You have to survive and want to enjoy the moments you have.  You pick your place in society or its chosen for you.  Still, you must follow rules.  You must do everything you’re told or suffer instant consequences.  You attempt to forget the reason for your new housing status.

You tell yourself, it’s free room and board.  You decide orange is your color, and you’ve always wanted to wear flip-flops, every day.  You seek a sense of happiness in spite of the space.  You are king of your cubicle.

But you know death is near.  You hear it, see it, smell it and taste it.  In the back of your brain sits the knowledge that you lack control.  Fear finds a home in your heart, whether you let anyone in on the secret or not.

But what would you do if you knew pardon was an option?  A real option.

The pardon 

Would you want the pardon option?

Well, yeah.

You’d do whatever it took to secure that pardon, wouldn’t you.  You’d make calls, dream dreams, write letters, you’d probably put on an orange polka-dotted tutu and dance the Macarena in front of all the other prisoners, if you knew you could leave this dream abode.

What if you weren’t told about the pardon possibility?  Others knew, but didn’t tell you because you were so cool and kingly.  They refused to offer you the option because they feared you’d become angry at the offer.  Really.  People do that.

This is real

What if what I’m writing isn’t just an exercise in imagination?  What if this was your life or the life of someone you know?

It is.

You’re wondering how that’s possible, right?

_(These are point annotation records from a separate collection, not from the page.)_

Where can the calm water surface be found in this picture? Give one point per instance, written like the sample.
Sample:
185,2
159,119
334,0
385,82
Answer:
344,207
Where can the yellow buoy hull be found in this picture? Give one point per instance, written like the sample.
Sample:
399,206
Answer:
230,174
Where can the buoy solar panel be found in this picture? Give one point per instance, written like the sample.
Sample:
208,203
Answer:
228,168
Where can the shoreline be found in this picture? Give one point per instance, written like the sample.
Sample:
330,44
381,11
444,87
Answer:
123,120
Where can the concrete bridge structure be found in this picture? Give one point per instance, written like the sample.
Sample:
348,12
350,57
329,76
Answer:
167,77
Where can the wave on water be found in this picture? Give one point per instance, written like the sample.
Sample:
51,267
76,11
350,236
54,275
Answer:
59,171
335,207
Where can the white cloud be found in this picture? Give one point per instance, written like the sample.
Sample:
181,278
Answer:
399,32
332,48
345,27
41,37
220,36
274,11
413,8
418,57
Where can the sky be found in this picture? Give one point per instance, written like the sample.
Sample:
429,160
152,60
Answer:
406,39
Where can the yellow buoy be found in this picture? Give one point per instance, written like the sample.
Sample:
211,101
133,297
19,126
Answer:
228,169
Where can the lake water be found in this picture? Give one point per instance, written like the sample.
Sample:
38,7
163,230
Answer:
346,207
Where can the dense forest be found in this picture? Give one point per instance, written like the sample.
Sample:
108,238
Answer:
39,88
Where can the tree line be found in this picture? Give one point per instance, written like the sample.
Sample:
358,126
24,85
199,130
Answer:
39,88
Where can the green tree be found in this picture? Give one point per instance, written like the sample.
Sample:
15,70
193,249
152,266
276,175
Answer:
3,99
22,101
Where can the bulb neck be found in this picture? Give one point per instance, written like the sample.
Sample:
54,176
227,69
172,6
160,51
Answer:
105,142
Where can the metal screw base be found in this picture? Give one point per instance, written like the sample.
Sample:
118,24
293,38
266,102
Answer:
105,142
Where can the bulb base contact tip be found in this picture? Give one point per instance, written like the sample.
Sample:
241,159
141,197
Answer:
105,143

You never visited Folsom Prison, let alone death row.

Those of us who know Jesus live in the daily knowledge of His forgiveness and love.  We have received the pardon.  I’ve received it.  Hopefully, you have too.

Our death sentence became a life sentence because Jesus offered to take the electrocution Himself.  Think pictorially, I know He’d died on a cross, but that doesn’t happen much today and I thought I’d offer a more recent image.

Jesus said, “…I have come that they may have life, and have it to the full.” (John 10:10b)

I see you shaking your head saying, it isn’t the same as death row. Let me explain.

Sinful life= Death row

If you were unaware, the word “sin” means “to miss the mark”.  Think of Robin Hood with the arrow in that famous contest.  The arrow has to hit bulls-eye to land “on the mark”.  God hits the mark every time, He is sinless and perfect. 

No matter how far from center we land, if we miss the mark, we sin.  Let’s face it, we all miss the bulls-eye of life.  I miss it so often, it’s as if I’m shooting in the air and landing a mile away in some strangers car tire.  Sorry.

What happens to all of us who miss that center sweet spot?

The Bible puts it this way (not my words, the Bible):

“The wages of sin is death…”

That’s where the death row image comes into play.  The pay we receive for continually missing God’s mark is life on death row.  But He doesn’t leave us there to wallow in our issues.  The same verse finishes this way:

“….but the gift of God is eternal life in Christ Jesus our Lord.”  Romans 6:23 

The pardon is available and it isn’t just for us.  The pardon is a gift.  Imagine, it’s sitting at the prison’s front gate.  You’ve been sent a note and the guards permit you to go and get this gift.  When you open it in all it’s beauty, you can leave and live the life God has for you.  Would you go?

I would and I did. 

Once free, it’s your responsibility to place that gift at the gate again and offer it to as many prisoners as you can, so that they too can secure freedom.  It’s easily the best gift they’ll ever receive, and you get the privilege of giving it.  Will you?

Are you currently the prisoner or the pardoned one?  What are you doing to secure your freedom or offer it to others?